Pesto is also very adaptable. You can mix different greens (spinach leaves, kale, carrot tops, rocket, even broccoli) with different nuts (almond, cashew, walnut, even sunflower seeds) and you can take or leave the parmesan depending on your dietary preferences. Traditional is my favourite and I dream of spending time standing in a little kitchen in Italy, making pesto the very traditional way, grinding away with a mortar and pestle and using Genovese basil.
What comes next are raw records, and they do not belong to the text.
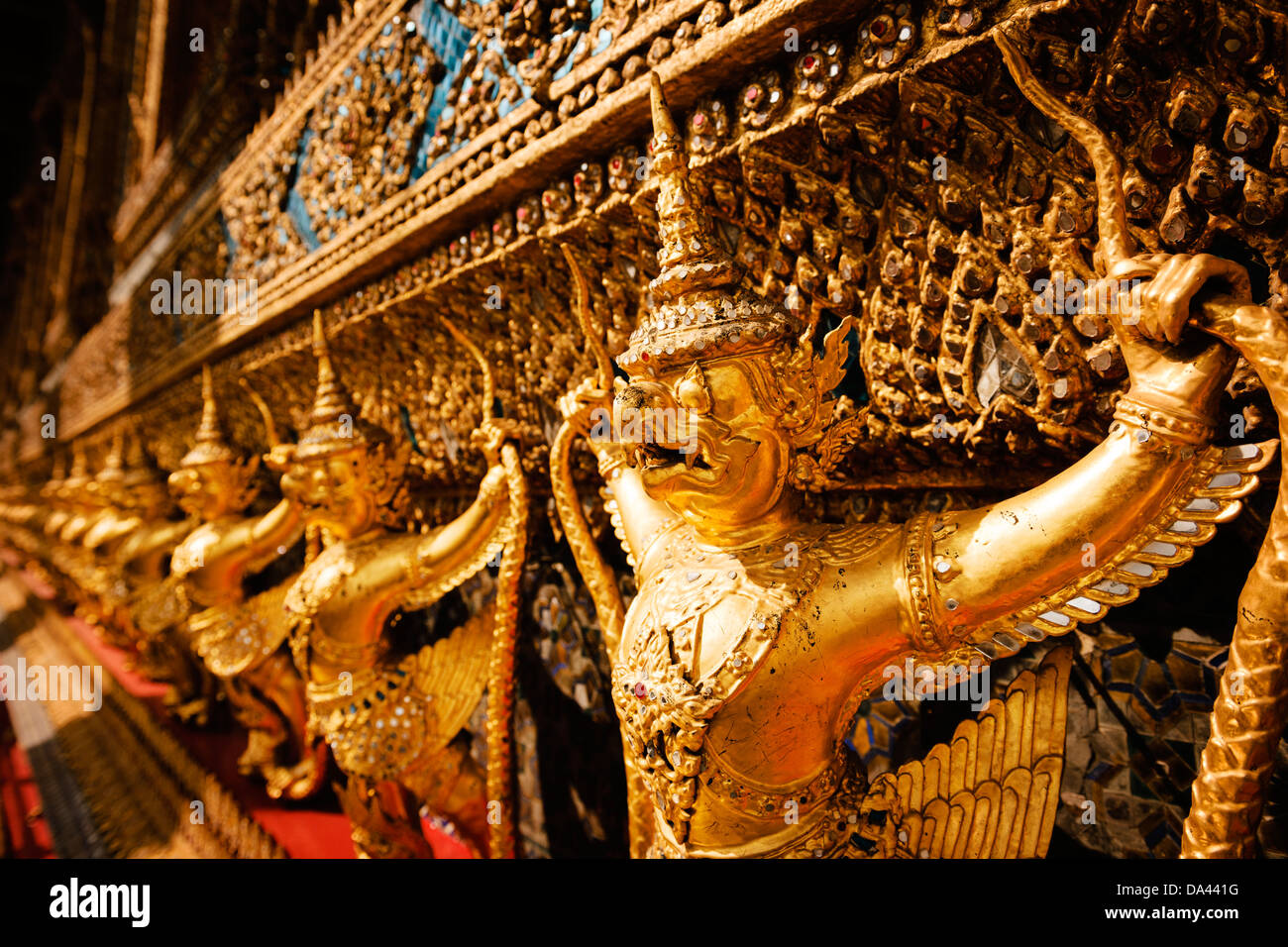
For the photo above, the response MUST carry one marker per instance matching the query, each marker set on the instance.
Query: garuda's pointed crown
(334, 423)
(210, 446)
(699, 304)
(114, 466)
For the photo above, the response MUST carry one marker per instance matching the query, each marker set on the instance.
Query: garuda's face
(706, 442)
(206, 489)
(335, 491)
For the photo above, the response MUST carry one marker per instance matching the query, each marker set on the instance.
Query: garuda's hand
(587, 393)
(1180, 373)
(493, 433)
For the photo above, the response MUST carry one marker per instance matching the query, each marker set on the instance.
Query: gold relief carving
(687, 646)
(849, 279)
(365, 129)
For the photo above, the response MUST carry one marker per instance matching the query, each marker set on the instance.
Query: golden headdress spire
(333, 423)
(114, 466)
(78, 474)
(210, 446)
(699, 303)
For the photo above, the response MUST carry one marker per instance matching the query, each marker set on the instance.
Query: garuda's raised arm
(1113, 522)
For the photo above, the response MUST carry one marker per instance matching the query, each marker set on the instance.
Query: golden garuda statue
(393, 720)
(756, 633)
(240, 639)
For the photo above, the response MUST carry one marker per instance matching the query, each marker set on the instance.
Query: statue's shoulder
(837, 545)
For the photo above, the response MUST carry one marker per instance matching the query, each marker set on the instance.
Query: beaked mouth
(658, 463)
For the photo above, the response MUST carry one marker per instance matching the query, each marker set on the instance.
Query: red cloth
(303, 828)
(20, 796)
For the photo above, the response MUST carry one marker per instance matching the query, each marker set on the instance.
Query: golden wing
(1211, 493)
(452, 674)
(992, 792)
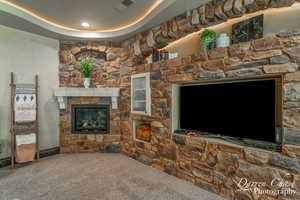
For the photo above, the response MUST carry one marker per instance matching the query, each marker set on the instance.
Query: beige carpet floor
(92, 177)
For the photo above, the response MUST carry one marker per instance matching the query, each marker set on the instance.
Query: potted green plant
(208, 38)
(86, 68)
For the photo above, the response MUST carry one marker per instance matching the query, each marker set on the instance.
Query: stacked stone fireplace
(96, 130)
(90, 119)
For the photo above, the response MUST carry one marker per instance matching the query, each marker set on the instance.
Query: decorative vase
(87, 82)
(208, 43)
(223, 40)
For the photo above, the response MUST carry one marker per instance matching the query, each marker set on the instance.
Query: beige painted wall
(28, 54)
(275, 20)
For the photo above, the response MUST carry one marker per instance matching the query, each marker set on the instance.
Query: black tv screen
(237, 109)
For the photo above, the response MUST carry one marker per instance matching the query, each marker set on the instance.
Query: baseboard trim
(4, 162)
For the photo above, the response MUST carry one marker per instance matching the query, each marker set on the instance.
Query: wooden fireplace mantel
(63, 93)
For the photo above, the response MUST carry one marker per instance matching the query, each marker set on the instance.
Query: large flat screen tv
(238, 109)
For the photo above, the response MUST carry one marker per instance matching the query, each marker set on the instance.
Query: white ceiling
(62, 19)
(98, 13)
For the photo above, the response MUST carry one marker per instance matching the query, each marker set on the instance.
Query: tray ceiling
(107, 19)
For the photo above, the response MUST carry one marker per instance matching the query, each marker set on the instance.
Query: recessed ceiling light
(85, 24)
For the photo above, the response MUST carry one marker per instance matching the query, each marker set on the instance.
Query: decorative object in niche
(86, 68)
(208, 40)
(223, 40)
(143, 132)
(97, 55)
(248, 30)
(141, 94)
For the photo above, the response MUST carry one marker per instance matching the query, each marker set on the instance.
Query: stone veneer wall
(213, 164)
(212, 13)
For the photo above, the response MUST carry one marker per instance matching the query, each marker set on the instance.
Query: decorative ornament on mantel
(208, 40)
(86, 68)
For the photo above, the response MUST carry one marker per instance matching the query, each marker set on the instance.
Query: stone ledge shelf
(63, 93)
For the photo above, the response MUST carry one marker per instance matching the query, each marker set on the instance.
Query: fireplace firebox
(90, 119)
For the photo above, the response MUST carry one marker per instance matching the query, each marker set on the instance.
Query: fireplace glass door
(90, 119)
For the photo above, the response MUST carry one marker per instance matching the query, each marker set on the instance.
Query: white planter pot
(87, 82)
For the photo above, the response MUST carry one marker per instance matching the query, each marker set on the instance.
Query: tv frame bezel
(279, 101)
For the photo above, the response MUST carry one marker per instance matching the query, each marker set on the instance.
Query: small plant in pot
(86, 68)
(208, 39)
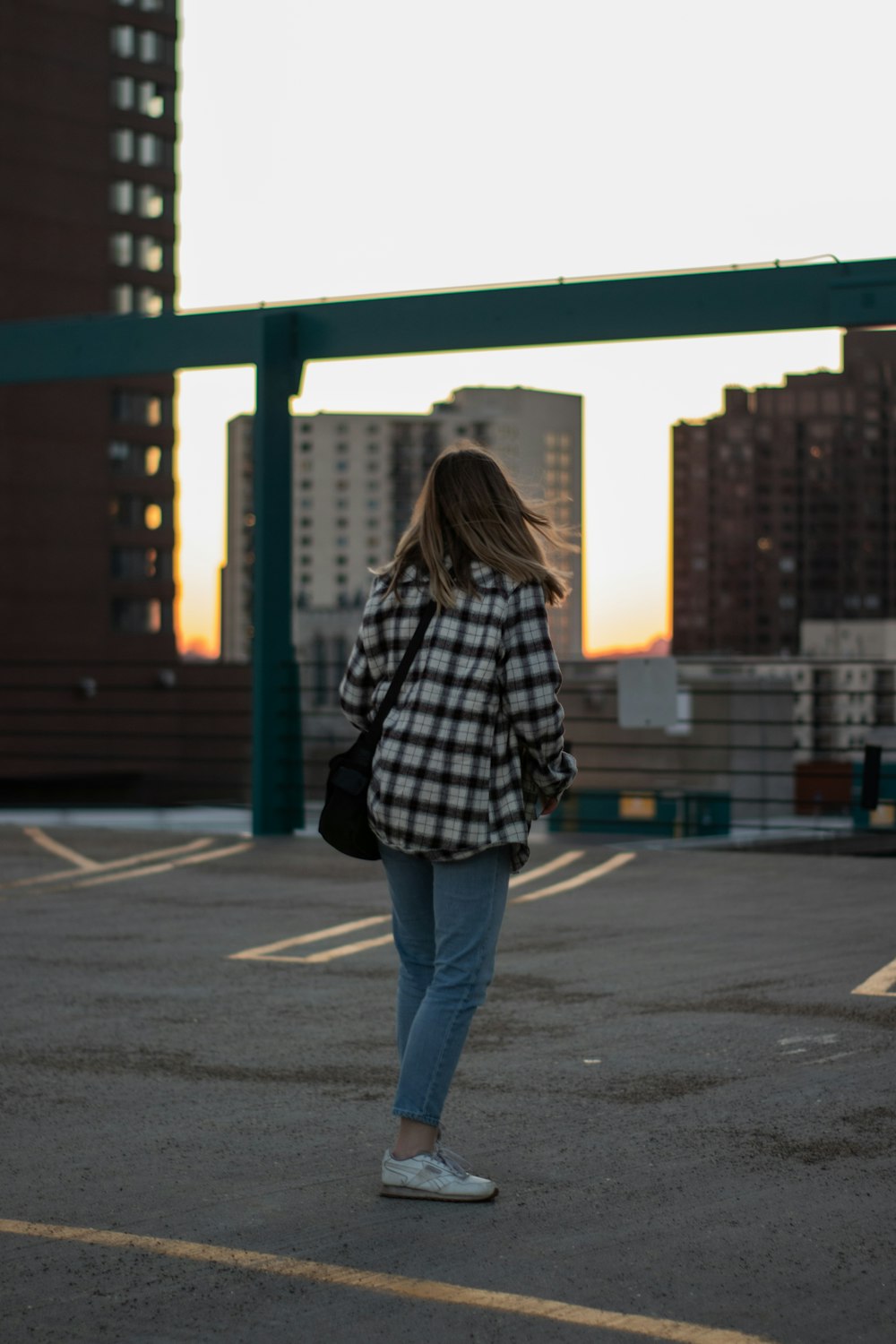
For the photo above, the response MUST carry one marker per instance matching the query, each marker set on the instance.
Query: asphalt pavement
(689, 1110)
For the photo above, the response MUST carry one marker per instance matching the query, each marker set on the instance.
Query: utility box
(648, 693)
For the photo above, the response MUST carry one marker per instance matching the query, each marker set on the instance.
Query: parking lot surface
(683, 1083)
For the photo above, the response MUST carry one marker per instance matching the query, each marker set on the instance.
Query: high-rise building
(88, 129)
(355, 478)
(785, 507)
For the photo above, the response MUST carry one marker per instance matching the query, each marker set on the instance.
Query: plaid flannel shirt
(477, 734)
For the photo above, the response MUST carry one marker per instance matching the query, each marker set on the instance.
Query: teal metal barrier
(618, 812)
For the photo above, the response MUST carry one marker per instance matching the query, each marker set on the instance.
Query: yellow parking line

Take note Mr Visser!
End ode to pesto.
So here is my recipe for one of my favourite kitchen staples:
1 bunch basil, pick off the leaves (you should have 2-3 cups of leaves)
1 clove garlic, crushed
1 lemon, zest and juiced
1/4 cup pinenuts, toasted for extra flavour if you like
1/4 cup grated parmesan cheese
1/4 cup or so of very good quality extra virgin olive oil
Place all ingredients except for the olive oil in a food processor. Whiz for a minute or so, or until everything is finely chopped. You might need to stop and scrap the bowl once or twice. Now with the motor running, slowly pour in the olive oil and continuing whizzing until well combined. Add a little more olive oil, lemon juice or water if you’d like your pesto to be a little runnier. Transfer to a jar and cover with a thin layer of olive oil to prevent it from going brown. It will keep in the fridge for 2 weeks. This recipe yields about a cup of pesto.
Once you’ve made your own pesto I doubt you’ll ever go back to a jar from the supermarket. Recently I did, with my lack of basil bush I haven’t made pesto for a long time, it was very disappointing. Fresh and homemade is the best my friends! Enjoy! Pesto is truly the besto!